Bob Herbert’s latest New York Times column, “Our Crumbling Foundation,” updates the argument for major infrastructure upgrade projects as a near-perfect match for the nation’s employment needs. It’s a familiar argument that’s been made for decades, though seldom with such supportive economic realities, and Herbert makes his case about as good as can be done in the columnist’s limited format:
It’s not just about roads and bridges, although they are important. It’s also about schools, and the electrical grid, and environmental and technological innovation. It’s about establishing a world-class industrial and economic platform for a nation that is speeding toward second-class status on a range of important fronts.
It’s about whether we’re serious about remaining a great nation. We don’t act like it. Here’s a staggering statistic: According to the Education Trust, the U.S. is the only industrialized country in which young people are less likely than their parents to graduate from high school…We can’t put our people to work. We can’t educate the young. We can’t keep the infrastructure in good repair. It’s hard to believe that this nation could be so dysfunctional at the end of the first decade of the 21st century. It’s tragic….The link between the need to rebuild the nation’s crumbing infrastructure and the crucial need to find rich new sources of employment in this economic downturn should be obvious, a no-brainer.
Over the years, numerous Democratic candidates for congress and the white house have urged making infrastructure upgrades as a major federal priority. Yet the idea never gets much traction, despite the clear logic of the need for action. The political will ought to be there, but it hasn’t emerged thus far. Democrats just didn’t have the votes in congress to significantly increase expenditures for fixing America’s decaying roads, bridges, sewerage systems, port security and other critical public facilities.
Herbert didn’t analyze opinion polls for clues to how voters feel about infrastructure projects as a major federal investment. If he had, he would have seen that there is strong public support for the concept of a major government investment in shoring up our infrastructure. A poll conducted 12/22/08 by Luntz Maslansky Strategic Research (yes, that Frank Luntz) for Building America’s Future, an organization which promotes infrastructure projects, found 81 percent would pay an extra 1 percent on their taxes to pay for infrastructure repairs, while 84 percent believe their state governments should increase spending on public works.

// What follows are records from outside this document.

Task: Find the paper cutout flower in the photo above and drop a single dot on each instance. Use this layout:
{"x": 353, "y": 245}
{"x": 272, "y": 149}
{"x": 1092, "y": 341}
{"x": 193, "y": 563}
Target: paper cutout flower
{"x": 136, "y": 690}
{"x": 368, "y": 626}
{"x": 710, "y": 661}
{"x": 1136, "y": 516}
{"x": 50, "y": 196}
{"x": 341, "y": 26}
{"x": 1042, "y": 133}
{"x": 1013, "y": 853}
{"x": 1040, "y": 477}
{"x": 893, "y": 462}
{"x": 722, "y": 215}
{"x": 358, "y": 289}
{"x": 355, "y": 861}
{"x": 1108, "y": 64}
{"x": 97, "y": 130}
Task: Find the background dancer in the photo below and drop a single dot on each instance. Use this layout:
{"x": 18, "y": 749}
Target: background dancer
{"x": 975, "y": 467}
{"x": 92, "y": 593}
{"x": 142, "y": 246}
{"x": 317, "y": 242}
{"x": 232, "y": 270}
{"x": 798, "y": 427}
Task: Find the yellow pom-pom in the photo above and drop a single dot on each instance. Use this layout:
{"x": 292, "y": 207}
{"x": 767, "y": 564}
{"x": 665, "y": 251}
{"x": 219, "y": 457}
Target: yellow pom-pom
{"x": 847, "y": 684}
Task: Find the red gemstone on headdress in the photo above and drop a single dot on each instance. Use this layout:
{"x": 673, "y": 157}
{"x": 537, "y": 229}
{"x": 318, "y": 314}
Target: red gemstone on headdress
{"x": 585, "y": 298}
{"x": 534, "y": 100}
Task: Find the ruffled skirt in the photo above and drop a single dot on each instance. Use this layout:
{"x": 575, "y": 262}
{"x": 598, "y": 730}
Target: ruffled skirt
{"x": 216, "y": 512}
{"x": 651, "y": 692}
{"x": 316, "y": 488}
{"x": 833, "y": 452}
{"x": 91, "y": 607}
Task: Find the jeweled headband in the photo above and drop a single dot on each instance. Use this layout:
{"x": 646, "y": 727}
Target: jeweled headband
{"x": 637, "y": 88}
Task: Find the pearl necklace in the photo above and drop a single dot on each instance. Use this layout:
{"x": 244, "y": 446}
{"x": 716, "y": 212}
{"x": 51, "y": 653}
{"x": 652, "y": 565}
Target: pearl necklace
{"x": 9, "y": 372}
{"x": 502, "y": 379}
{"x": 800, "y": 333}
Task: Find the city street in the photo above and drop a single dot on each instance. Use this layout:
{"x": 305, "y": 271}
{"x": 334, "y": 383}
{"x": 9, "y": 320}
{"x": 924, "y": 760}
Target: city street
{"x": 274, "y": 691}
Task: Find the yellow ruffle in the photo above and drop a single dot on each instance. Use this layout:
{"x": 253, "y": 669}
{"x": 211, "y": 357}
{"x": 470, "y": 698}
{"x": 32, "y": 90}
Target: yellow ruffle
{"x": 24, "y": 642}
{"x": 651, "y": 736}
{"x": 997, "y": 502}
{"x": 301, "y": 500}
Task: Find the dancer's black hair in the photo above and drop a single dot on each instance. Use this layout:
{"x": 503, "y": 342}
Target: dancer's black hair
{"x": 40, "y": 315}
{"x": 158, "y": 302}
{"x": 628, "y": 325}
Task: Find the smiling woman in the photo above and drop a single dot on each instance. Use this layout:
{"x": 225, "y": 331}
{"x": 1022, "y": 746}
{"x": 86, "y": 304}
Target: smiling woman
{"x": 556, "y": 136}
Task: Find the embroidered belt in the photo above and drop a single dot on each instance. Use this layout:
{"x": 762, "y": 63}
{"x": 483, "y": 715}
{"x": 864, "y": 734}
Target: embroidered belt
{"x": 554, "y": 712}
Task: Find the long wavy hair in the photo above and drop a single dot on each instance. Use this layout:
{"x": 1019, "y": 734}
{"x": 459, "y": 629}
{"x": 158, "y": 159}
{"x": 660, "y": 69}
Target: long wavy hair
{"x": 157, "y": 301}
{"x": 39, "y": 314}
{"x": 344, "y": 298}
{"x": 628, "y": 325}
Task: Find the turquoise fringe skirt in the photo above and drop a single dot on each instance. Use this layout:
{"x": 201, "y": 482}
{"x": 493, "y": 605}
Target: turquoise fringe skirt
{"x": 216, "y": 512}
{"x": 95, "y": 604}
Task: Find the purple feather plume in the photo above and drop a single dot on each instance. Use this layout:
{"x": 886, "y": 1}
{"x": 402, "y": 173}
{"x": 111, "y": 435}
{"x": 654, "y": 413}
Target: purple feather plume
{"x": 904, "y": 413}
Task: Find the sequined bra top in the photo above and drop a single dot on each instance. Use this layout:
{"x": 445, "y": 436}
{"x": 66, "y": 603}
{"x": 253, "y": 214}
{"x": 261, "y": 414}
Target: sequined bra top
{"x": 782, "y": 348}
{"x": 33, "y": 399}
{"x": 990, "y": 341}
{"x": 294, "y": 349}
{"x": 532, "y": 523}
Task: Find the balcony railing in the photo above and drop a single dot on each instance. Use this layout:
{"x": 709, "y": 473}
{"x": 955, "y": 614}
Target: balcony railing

But he would also have seen that the government does have a persistent image problem, which prevents needed political action. The BAF poll found, for example, that 51 percent said their governor had been very effective in improving infrastructure in the last five years, compared with only 22 percent who said the same for political leaders in Washington. (although here I wonder if Luntz’s Republican leanings have biased questions to get a desired the result). Government-bashing is still fashionable among conservatives and some moderates, though to a lesser extent than a decade ago. Asked “…which of the following will be the biggest threat to the country in the future: big business, big labor, or big government?,” 55 percent of respondents in a Gallup poll conducted 3/27-29 said ‘big government,’ compared to 10 percent for ‘big labor’ and 32 percent for ‘big business.’ Other recent polls show public opinion more evenly divided on the question of whether the federal government should do more or less.
Knee-jerk government-bashing is now boilerplate rhetoric for GOP politicians. Thus far the Democratic response has been decidedly limp, usually changing the subject or ignoring the Republicans. What is absent is any party-wide commitment to address the problem head-on — to use the resources of the white house and the Democratic Party to strengthen the image of the federal government. I’m not talking so much about individual Democrats more assertively defending the federal government. What is needed is a major national campaign to educate the public about the positive accomplishments of the federal government, including federally-funded documentaries on key government agencies broadcast on PBS and major networks, public service advertising on television, radio and the internet, and generally making more aggressive use of public relations to educate taxpayers about the bargain they get for their taxes.
Ken Burns is premiering his new 12-hour documentary series on America’s national parks on PBS this Fall.. Presumably he will show viewers the wonderful resources of the federal parks and also reveal the need to better protect those resources. After giving due credit to Burns as a great private-sector documentary-maker, the question arises, why isn’t there already a great federally-funded documentary series on the federal parks? Or the FDA, NTSB, the NLRB and numerous other federal agencies that save taxpayers’ lives and money.
That’s what the private sector does when a company or industry develops an image-problem. They educate and advertise, and they do it because it works. It makes little sense for the Dems, including President Obama, to cede the case for government-bashing to the GOP, especially when we have a strong counter-argument and the resources to publicize it. A public education campaign about the very real accomplishments of the federal government, on the other hand, might help millions of taxpayers to see the folly in the GOP’s trashing of government and be more supportive of Democratic reforms.